Through reading Hartshorne's book I coarsely understand the flat family of varieties as a flat flat morphism between two varieties and the important objects are those fibers. But if that is the definition then the exercise 9.5 really confuses me.
In the part a of this exercise we need to find a flat family of projective varieties $\{X_t\}_t$ such that their projective cones $\{C(X_t)\}_t$ is not a flat family.
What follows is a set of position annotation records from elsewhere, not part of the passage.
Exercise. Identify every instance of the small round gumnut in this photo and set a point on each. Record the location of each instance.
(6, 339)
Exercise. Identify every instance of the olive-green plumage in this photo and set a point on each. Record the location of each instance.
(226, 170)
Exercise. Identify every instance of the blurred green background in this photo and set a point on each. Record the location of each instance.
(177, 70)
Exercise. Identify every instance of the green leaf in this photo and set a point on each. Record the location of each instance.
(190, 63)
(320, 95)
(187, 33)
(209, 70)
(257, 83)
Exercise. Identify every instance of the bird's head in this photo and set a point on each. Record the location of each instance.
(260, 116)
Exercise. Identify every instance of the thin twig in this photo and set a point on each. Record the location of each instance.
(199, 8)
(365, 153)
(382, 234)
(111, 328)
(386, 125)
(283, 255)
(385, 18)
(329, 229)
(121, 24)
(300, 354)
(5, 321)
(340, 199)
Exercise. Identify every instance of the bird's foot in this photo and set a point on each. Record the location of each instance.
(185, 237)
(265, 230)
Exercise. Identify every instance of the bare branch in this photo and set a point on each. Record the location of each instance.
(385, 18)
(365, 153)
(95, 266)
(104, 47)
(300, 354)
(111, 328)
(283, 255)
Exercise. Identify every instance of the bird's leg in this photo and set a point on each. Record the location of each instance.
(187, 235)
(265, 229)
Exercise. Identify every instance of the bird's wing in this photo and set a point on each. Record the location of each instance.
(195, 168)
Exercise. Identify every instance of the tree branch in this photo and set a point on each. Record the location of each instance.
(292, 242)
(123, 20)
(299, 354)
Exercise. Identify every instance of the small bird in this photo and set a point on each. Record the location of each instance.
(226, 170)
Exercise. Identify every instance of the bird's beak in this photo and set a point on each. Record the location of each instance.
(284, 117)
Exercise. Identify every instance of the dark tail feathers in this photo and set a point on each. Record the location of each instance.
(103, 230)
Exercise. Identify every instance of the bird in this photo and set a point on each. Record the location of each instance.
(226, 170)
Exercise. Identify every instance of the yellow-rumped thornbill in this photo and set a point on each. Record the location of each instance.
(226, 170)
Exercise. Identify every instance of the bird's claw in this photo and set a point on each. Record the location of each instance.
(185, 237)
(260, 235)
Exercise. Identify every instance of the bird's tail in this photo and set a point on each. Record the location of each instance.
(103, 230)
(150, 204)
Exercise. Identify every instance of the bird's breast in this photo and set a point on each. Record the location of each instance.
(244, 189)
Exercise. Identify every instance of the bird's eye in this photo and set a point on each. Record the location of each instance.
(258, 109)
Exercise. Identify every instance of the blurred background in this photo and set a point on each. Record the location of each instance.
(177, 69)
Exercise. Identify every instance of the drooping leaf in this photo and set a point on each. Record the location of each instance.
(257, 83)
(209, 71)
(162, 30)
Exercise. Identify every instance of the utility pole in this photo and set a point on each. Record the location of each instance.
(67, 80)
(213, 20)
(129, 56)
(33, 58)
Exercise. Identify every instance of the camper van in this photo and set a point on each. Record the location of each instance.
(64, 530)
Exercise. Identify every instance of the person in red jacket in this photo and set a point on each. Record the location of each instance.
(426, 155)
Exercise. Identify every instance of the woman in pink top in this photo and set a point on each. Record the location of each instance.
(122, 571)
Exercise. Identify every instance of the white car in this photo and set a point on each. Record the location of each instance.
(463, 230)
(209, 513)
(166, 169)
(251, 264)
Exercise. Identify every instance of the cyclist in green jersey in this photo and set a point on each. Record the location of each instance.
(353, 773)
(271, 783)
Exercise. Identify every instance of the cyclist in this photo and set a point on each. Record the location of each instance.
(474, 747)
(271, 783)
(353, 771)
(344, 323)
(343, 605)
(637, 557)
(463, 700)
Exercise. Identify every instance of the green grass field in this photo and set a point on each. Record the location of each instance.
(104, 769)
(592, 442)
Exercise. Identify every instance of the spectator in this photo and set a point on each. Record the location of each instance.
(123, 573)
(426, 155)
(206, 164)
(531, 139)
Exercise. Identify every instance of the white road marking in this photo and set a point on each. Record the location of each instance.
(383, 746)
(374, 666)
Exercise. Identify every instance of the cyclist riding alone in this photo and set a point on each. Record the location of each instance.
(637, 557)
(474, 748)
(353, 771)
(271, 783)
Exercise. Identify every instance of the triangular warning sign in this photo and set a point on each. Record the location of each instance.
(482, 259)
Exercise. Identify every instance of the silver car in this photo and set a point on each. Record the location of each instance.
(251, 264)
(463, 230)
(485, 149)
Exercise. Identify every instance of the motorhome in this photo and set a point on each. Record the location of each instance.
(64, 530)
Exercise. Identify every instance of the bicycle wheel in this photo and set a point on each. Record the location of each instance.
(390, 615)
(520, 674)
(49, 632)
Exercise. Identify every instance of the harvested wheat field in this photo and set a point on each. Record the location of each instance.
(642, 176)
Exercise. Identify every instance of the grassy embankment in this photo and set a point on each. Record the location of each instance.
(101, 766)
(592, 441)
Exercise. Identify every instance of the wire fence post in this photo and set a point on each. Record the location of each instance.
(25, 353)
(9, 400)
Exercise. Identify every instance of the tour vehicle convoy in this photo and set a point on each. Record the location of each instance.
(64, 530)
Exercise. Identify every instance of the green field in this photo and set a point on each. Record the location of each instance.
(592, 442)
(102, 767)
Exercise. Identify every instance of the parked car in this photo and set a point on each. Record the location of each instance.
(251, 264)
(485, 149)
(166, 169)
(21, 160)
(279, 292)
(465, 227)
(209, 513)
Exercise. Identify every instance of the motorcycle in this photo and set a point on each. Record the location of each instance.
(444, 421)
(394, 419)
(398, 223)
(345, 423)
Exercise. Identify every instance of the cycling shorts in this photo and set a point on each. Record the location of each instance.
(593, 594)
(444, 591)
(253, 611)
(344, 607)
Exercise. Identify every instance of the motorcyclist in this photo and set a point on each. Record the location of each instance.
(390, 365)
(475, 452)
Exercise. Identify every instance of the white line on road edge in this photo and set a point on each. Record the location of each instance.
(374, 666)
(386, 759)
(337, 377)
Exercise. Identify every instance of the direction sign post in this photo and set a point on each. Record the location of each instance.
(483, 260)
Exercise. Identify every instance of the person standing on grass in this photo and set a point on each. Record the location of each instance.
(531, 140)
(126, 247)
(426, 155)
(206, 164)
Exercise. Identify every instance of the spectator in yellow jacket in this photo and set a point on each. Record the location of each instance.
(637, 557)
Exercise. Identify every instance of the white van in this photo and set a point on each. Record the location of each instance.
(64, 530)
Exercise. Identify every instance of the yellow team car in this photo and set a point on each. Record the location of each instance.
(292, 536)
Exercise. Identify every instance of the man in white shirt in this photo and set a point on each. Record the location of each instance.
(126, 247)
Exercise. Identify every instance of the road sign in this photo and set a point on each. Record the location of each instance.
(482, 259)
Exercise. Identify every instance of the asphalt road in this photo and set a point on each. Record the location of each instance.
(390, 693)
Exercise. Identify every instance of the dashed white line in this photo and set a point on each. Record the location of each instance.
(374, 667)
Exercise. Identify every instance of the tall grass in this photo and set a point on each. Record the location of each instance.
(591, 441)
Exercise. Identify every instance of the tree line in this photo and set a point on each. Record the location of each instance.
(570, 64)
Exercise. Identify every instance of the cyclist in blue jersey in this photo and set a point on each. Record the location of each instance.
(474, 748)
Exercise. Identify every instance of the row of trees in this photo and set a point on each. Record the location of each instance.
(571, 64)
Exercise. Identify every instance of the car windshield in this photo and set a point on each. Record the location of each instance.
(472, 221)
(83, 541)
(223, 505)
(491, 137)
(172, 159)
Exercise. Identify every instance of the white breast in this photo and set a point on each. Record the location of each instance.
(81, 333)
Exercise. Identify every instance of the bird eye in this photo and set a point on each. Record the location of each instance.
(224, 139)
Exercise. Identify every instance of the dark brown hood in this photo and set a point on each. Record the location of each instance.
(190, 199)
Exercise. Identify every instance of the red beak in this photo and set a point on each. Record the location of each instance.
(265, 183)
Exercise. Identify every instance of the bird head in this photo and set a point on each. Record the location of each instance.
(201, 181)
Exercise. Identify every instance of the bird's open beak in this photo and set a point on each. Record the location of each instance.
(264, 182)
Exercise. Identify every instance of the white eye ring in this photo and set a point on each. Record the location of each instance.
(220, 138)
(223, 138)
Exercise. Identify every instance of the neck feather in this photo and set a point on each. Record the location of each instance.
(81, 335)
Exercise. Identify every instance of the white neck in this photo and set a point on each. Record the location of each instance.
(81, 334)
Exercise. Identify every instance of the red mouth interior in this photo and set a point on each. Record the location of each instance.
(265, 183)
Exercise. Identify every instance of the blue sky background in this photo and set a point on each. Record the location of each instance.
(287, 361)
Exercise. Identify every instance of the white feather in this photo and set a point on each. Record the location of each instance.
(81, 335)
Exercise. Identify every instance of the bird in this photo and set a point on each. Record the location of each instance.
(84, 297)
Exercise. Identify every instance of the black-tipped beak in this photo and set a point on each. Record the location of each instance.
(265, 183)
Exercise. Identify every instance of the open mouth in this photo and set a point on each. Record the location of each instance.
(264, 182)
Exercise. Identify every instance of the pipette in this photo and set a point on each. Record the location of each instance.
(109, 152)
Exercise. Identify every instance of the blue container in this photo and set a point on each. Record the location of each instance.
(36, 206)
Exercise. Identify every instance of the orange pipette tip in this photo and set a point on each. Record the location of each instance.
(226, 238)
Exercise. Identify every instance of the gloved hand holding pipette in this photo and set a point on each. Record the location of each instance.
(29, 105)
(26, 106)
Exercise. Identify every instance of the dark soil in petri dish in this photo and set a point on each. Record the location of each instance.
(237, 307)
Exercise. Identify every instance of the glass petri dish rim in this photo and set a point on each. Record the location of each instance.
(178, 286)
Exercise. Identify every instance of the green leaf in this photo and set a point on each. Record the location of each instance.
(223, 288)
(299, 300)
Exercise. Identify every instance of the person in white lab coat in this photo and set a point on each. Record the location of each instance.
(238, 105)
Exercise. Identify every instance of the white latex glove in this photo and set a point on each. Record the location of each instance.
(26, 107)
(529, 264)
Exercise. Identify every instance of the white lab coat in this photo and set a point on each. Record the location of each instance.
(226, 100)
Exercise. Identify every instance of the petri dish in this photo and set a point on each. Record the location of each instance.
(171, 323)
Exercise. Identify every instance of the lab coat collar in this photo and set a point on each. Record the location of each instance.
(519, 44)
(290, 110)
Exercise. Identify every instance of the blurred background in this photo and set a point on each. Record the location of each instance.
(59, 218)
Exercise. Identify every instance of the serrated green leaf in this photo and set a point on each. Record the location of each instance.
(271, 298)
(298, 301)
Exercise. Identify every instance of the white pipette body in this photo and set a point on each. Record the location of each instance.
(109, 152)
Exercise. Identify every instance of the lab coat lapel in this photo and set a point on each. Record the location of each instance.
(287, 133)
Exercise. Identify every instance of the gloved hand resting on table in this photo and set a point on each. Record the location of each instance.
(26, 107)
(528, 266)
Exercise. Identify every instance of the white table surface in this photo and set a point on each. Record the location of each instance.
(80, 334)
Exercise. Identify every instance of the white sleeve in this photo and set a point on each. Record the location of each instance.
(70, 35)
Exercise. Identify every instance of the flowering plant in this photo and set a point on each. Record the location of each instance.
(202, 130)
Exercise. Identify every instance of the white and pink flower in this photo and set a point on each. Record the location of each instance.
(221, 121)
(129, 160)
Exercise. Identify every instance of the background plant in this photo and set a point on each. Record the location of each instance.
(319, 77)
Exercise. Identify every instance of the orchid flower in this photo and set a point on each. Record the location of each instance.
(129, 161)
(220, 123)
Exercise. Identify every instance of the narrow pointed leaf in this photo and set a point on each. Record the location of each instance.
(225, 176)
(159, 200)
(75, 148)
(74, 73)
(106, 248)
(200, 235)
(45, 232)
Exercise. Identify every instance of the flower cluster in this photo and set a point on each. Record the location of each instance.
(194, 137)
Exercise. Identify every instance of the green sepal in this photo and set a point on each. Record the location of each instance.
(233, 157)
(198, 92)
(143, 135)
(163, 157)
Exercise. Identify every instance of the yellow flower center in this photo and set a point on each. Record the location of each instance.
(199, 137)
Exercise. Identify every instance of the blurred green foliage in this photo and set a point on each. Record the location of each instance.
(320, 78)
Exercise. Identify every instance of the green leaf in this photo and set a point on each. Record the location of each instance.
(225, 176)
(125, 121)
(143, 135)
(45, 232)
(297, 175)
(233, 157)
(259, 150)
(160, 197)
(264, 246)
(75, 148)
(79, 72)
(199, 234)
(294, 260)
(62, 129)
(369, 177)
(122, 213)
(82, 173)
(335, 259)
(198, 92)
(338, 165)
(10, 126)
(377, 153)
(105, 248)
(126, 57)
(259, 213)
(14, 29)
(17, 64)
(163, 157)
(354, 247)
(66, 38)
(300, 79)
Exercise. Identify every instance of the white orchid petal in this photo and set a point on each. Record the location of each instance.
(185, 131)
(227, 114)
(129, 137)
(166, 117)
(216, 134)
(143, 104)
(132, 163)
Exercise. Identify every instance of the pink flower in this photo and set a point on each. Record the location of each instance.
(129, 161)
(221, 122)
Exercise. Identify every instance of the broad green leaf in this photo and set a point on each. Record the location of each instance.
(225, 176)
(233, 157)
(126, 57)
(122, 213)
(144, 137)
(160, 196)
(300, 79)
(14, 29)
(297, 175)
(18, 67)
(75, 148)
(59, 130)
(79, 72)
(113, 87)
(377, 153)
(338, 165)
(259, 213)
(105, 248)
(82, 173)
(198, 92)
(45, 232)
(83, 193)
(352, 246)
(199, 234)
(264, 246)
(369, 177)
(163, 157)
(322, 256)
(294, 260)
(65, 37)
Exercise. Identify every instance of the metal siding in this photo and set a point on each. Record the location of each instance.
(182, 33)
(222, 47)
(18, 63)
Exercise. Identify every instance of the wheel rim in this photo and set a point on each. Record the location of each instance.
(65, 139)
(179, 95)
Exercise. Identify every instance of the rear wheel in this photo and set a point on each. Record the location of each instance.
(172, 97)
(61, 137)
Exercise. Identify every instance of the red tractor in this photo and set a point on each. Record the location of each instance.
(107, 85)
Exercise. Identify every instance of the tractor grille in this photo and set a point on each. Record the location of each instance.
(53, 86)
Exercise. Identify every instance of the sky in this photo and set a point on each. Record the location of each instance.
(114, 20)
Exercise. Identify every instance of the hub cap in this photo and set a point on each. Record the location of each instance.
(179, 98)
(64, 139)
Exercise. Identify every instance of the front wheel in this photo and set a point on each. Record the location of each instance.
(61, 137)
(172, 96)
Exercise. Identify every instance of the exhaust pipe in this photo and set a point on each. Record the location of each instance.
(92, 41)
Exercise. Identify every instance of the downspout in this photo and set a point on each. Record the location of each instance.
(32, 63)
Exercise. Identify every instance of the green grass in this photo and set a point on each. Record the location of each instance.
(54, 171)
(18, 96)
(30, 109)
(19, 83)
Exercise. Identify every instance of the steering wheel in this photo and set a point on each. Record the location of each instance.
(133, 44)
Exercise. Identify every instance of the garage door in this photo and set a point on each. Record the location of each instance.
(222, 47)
OK, $X_t$s is a flat family means we have a flat morphism $f:X\to Y$(here $X\subset \mathbb P^n$ being projective), and $X_t=f^{-1}(t)$. But then how to understand $C(X_t)$s as a family? I know that if we set $P=(0,\cdots,0,1)\in \mathbb P^{n+1}$, then we have a canonical morphism $C(X)\setminus P\to X$, and we can compose it with $f$ to get a morphism $g:C(X)\setminus P\to Y$. Does he mean $C(X_t)=g^{-1}(t)$? So I need to find an example such that $g$ is not flat?
I wonder if these understandings are right. I'm pleased to accept corrections if I have misunderstood something. Thanks.
Best Answer
What you're asking about is a key part of later portions of the problem: given a flat projective family $X\to T$ with fibers $X_t$, how does one construct a flat projective family $X'\to T$ with fibers $C(X_t)$? You'd like to say that the cone on $X$ works, but proving that you can commute the operations of cones and fibers is difficult. Your attempt is not really on the right track.
It's considerably easier to show that some collection of varieties cannot be the members of a flat family, though: recall theorem III.9.9 which states that a projective family is flat iff the Hilbert polynomials for each member $X_t$ are the same. So you need to be on the lookout for a projective family where all the members $X_t$ have the same Hilbert polynomial, but the Hilbert polynomials for $C(X_t)$ are not all the same. (Just to be clear, when I say $C(X_t)$, I mean that $X_t\subset\Bbb P^n_t$ is a projective scheme over a field, so take the cone in that setting.) To do this, you'll need to start by investigating the relationship between the Hilbert polynomials of $X_t$ and $C(X_t)$: once you do, you should notice something interesting which will tell you what to look for next.